So it’s been a little while that this launched in the UK. One week to the day, in fact. (19th September 2012 – we’re the 26th) I kept seeing it in the corner of my website of predilection (amazon – I’m a Prime member… I order a lot of things…) and thought it was about time to go have a look and see what it is.
So what is it? Well. You install an “importer”, which reads your music library and syncs it to the cloud and your devices. It’s free for up to 250 songs. I have 3500+, so if I want them all to travel around with me, I’d have to fork out £22 / yr, which can store up to a totally arbitrary yet staggering 250’000 songs. Comparing that to the lovely spotify’s £10/month… (£120/yr), it has a nice low feel. But this is all music you actually own.
Of course I don’t play music off of my iPhone, the battery’s barely able to last through my working day (leaving the office with 54% at 17:30 is insufficient), and I’d be devastated if I left work without the ability to call, text, or use maps. So then what’s the point? Well, it can play it off a browser, you see. And if you want to listen to new things, you can buy them. So it’s not quite unlimited listening… but it does give you portability and the option to discover new things. And it’s powered by Amazon, the biggest cloud services provider in the world.

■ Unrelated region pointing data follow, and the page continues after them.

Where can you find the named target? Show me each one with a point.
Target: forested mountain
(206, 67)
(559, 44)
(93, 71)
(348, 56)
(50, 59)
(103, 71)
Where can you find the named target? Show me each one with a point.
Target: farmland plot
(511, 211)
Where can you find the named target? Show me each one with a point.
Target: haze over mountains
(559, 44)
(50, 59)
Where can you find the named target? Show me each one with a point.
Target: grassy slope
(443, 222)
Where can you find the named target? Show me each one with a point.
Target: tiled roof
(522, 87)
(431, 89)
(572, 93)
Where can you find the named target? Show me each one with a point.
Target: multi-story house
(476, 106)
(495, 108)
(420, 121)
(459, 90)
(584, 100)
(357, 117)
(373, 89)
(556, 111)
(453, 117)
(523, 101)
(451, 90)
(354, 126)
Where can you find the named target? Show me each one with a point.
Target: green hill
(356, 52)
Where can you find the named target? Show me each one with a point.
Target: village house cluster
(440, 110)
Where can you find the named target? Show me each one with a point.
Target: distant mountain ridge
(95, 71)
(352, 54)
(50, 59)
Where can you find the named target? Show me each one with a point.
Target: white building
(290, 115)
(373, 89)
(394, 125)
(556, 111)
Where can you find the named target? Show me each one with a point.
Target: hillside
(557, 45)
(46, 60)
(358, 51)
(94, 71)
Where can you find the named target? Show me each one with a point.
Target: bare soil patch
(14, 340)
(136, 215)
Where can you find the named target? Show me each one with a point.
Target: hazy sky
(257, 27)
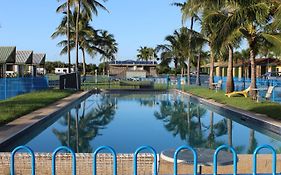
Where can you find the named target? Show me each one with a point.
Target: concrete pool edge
(19, 127)
(259, 119)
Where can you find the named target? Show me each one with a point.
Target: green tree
(146, 53)
(251, 18)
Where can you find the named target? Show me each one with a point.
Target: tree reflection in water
(184, 119)
(83, 127)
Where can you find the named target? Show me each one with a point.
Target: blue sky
(28, 24)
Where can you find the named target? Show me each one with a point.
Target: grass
(270, 109)
(18, 106)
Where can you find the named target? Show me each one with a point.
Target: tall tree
(252, 19)
(90, 6)
(188, 9)
(146, 53)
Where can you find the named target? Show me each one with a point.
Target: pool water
(128, 121)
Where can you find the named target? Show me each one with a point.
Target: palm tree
(146, 53)
(109, 46)
(89, 7)
(67, 31)
(251, 18)
(177, 49)
(188, 9)
(91, 41)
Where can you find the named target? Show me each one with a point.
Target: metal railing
(135, 160)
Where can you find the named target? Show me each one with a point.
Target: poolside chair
(218, 85)
(244, 92)
(269, 92)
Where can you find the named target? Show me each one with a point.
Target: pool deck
(17, 128)
(259, 120)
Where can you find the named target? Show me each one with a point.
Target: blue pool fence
(152, 150)
(10, 87)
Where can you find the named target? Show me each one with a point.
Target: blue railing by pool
(10, 87)
(152, 150)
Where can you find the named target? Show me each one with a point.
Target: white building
(63, 70)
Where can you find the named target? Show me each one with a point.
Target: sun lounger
(217, 85)
(244, 92)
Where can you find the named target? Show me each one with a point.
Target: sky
(28, 25)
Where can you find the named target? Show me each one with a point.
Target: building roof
(259, 61)
(24, 57)
(131, 62)
(39, 58)
(7, 55)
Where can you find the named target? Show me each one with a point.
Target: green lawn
(270, 109)
(18, 106)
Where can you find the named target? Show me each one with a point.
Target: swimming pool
(126, 121)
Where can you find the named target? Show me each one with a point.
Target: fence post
(135, 158)
(12, 168)
(54, 159)
(273, 158)
(176, 159)
(234, 155)
(114, 159)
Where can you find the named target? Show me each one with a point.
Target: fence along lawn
(18, 106)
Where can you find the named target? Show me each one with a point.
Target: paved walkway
(260, 120)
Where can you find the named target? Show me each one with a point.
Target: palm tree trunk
(84, 62)
(229, 131)
(176, 65)
(68, 37)
(251, 142)
(68, 124)
(77, 130)
(198, 70)
(188, 60)
(229, 81)
(211, 78)
(253, 72)
(188, 71)
(77, 34)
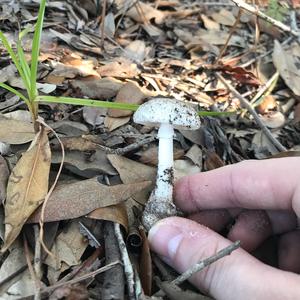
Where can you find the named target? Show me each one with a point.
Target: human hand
(264, 196)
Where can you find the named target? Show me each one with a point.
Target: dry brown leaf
(131, 172)
(4, 174)
(114, 123)
(27, 186)
(115, 213)
(129, 93)
(286, 66)
(143, 13)
(183, 168)
(224, 17)
(94, 115)
(150, 155)
(23, 284)
(137, 51)
(68, 247)
(213, 161)
(146, 271)
(209, 24)
(83, 164)
(78, 199)
(273, 119)
(77, 143)
(95, 88)
(16, 132)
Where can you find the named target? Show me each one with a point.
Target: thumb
(182, 243)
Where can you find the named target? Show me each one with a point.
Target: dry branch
(245, 103)
(255, 11)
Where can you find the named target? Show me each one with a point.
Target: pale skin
(264, 199)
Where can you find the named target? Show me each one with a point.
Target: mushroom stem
(165, 173)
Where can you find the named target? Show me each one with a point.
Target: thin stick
(103, 22)
(37, 261)
(253, 10)
(129, 148)
(206, 262)
(232, 30)
(245, 103)
(31, 270)
(129, 273)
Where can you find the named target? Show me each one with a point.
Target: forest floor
(236, 64)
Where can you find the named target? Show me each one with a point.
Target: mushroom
(167, 114)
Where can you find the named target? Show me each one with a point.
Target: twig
(31, 270)
(113, 283)
(37, 261)
(131, 147)
(103, 22)
(232, 30)
(129, 273)
(206, 262)
(201, 265)
(253, 10)
(245, 103)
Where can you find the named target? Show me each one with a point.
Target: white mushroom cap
(165, 110)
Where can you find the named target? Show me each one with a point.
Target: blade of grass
(216, 113)
(14, 59)
(23, 63)
(9, 88)
(36, 50)
(87, 102)
(113, 105)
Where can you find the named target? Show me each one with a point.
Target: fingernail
(165, 238)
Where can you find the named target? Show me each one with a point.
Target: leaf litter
(143, 49)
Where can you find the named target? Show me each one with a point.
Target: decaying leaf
(129, 93)
(21, 284)
(114, 123)
(273, 119)
(131, 172)
(114, 213)
(286, 66)
(121, 68)
(85, 164)
(16, 132)
(78, 199)
(146, 271)
(68, 247)
(143, 13)
(94, 115)
(137, 51)
(96, 88)
(183, 168)
(27, 186)
(4, 174)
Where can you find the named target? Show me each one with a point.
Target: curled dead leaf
(27, 186)
(16, 132)
(78, 199)
(129, 93)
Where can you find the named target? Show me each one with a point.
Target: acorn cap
(165, 110)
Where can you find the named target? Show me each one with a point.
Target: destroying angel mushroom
(167, 114)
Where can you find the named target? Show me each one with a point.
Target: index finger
(266, 184)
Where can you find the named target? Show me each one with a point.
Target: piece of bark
(113, 285)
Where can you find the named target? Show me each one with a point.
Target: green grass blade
(14, 58)
(36, 49)
(9, 88)
(216, 113)
(88, 102)
(24, 64)
(114, 105)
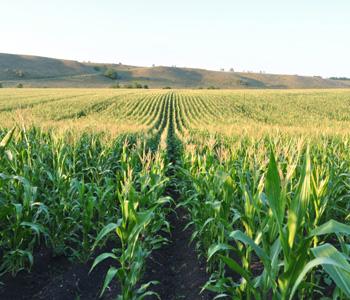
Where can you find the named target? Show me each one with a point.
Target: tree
(137, 85)
(111, 73)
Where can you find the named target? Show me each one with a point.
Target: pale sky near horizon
(305, 37)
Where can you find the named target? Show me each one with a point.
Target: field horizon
(38, 71)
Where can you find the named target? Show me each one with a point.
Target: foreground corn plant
(142, 218)
(265, 224)
(60, 192)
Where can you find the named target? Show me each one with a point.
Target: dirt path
(176, 265)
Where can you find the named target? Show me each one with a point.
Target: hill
(36, 71)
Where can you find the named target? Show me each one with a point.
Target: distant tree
(137, 85)
(115, 86)
(111, 73)
(19, 73)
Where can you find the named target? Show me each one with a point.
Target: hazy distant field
(259, 181)
(225, 111)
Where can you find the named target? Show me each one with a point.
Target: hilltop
(37, 71)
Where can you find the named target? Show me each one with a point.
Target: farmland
(135, 193)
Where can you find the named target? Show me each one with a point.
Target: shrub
(115, 86)
(111, 73)
(138, 85)
(19, 73)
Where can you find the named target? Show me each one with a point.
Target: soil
(176, 266)
(57, 278)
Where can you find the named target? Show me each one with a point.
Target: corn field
(263, 177)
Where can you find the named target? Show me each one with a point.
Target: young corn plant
(142, 217)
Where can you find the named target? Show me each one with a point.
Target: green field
(261, 177)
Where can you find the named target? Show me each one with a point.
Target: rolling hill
(36, 71)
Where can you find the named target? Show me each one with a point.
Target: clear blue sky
(310, 37)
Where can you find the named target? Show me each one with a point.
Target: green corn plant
(142, 217)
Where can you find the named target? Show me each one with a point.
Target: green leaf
(216, 248)
(242, 237)
(7, 138)
(35, 227)
(329, 227)
(109, 277)
(101, 258)
(273, 190)
(234, 266)
(341, 276)
(310, 265)
(105, 230)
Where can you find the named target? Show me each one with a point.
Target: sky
(305, 37)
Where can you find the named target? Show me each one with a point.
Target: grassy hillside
(35, 71)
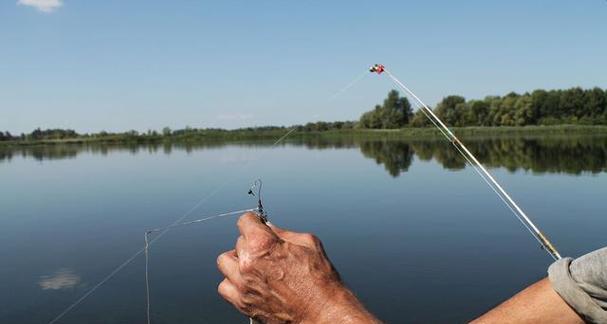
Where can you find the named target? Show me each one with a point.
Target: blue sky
(118, 65)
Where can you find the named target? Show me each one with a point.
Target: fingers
(303, 239)
(229, 292)
(228, 265)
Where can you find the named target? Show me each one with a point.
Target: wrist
(340, 306)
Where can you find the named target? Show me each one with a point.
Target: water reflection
(61, 279)
(571, 155)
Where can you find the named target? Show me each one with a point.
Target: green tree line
(540, 107)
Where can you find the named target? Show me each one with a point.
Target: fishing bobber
(377, 68)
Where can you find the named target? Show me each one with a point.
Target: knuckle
(310, 238)
(221, 288)
(245, 218)
(220, 259)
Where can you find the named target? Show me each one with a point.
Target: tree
(394, 113)
(447, 111)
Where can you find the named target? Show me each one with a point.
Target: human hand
(279, 276)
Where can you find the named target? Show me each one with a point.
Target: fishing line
(480, 169)
(147, 245)
(202, 201)
(476, 169)
(349, 85)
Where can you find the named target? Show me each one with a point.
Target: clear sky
(118, 65)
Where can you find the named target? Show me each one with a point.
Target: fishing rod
(473, 161)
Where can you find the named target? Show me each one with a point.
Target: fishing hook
(260, 211)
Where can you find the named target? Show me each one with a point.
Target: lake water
(417, 236)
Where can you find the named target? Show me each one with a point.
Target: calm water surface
(419, 237)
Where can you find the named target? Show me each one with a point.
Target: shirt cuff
(568, 288)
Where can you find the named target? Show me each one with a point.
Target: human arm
(279, 276)
(574, 288)
(537, 304)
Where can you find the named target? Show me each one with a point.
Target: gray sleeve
(582, 283)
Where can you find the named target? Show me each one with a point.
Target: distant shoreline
(268, 134)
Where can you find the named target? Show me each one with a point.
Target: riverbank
(252, 134)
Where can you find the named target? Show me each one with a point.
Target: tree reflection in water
(571, 155)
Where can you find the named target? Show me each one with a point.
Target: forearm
(537, 304)
(343, 307)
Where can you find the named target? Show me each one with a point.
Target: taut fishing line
(161, 232)
(478, 167)
(354, 81)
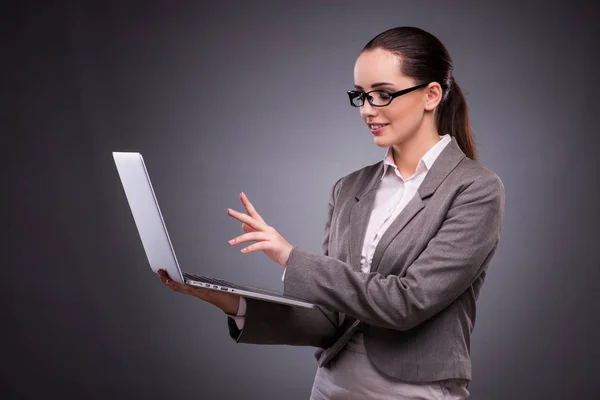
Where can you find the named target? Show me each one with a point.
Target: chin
(384, 142)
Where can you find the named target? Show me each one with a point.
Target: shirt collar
(425, 162)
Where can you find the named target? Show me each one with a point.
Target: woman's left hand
(266, 237)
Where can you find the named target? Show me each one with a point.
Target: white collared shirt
(392, 196)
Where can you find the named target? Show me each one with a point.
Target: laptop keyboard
(205, 279)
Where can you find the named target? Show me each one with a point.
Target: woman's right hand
(228, 302)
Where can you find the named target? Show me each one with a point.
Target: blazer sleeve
(271, 323)
(449, 264)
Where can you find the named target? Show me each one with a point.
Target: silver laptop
(156, 241)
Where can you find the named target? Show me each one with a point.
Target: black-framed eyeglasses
(378, 98)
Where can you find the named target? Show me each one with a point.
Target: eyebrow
(378, 84)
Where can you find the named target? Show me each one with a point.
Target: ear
(433, 96)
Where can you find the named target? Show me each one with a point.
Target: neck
(408, 153)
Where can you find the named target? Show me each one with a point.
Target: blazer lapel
(443, 165)
(361, 213)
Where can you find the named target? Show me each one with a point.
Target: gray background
(229, 97)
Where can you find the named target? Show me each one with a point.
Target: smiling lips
(377, 128)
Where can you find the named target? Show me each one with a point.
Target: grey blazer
(416, 308)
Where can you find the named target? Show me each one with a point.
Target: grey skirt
(350, 375)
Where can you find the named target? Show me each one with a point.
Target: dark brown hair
(425, 59)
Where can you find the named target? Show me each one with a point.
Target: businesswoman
(407, 242)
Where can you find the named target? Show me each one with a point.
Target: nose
(367, 110)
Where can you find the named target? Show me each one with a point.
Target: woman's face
(380, 69)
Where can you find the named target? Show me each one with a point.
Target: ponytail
(453, 118)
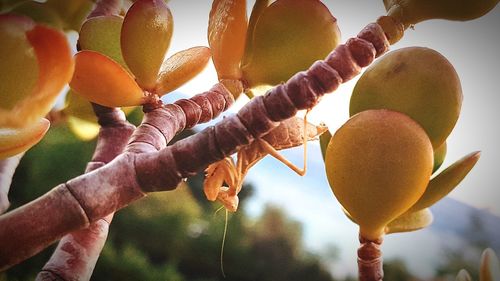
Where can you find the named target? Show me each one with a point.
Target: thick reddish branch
(166, 169)
(77, 253)
(370, 263)
(161, 124)
(93, 196)
(7, 168)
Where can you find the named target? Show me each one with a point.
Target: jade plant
(290, 47)
(379, 163)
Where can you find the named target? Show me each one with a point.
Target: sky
(472, 47)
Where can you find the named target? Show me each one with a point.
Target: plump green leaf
(101, 80)
(410, 221)
(145, 37)
(432, 96)
(227, 27)
(324, 139)
(288, 36)
(72, 12)
(446, 181)
(180, 68)
(414, 11)
(439, 155)
(102, 34)
(40, 13)
(378, 165)
(18, 62)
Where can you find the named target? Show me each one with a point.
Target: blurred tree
(173, 235)
(467, 258)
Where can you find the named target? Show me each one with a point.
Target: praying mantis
(290, 133)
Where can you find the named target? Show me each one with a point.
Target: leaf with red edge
(102, 34)
(227, 28)
(55, 70)
(288, 36)
(104, 81)
(18, 62)
(16, 140)
(145, 37)
(180, 68)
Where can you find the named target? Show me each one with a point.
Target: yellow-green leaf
(258, 7)
(78, 106)
(16, 140)
(101, 80)
(324, 139)
(432, 96)
(414, 11)
(227, 28)
(83, 129)
(287, 38)
(378, 165)
(73, 12)
(446, 181)
(102, 34)
(439, 155)
(55, 65)
(40, 13)
(18, 62)
(180, 68)
(410, 221)
(145, 37)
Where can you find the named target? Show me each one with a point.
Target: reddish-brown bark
(7, 168)
(77, 253)
(162, 123)
(370, 263)
(93, 196)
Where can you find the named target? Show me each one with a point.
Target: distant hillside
(454, 217)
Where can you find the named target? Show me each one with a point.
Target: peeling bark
(7, 169)
(76, 254)
(95, 195)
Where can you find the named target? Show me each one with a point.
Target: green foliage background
(174, 235)
(177, 235)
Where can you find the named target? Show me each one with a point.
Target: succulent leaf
(180, 68)
(410, 221)
(102, 34)
(227, 27)
(16, 140)
(288, 36)
(446, 181)
(145, 38)
(378, 165)
(101, 80)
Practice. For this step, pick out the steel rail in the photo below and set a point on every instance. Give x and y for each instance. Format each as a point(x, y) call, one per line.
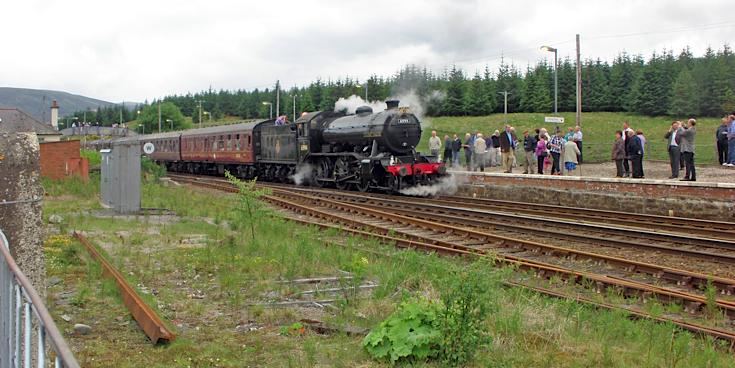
point(693, 302)
point(541, 270)
point(633, 313)
point(714, 229)
point(681, 277)
point(482, 210)
point(471, 215)
point(147, 318)
point(708, 228)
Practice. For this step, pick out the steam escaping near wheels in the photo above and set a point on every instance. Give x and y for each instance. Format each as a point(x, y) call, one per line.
point(303, 174)
point(447, 185)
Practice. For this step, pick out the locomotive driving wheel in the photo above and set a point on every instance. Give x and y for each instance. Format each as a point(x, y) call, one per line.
point(322, 170)
point(341, 170)
point(361, 184)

This is an excellent way of cloud-enabling one’s media library and I hope that other things (video?) can follow suite eventually. If Apple had done it, it would’ve been better integrated. But you know what? I don’t care that it’s yet another location to keep my music. Not much. I hate iTunes anyway (bloatware that can’t be told what to do / keep) so the idea of some day moving to another way of collecting my music has immense appeal.
Go give it a try. It’s dead simple to use, and syncs beautifully. Oh. And it’s free for a short library of 250 songs.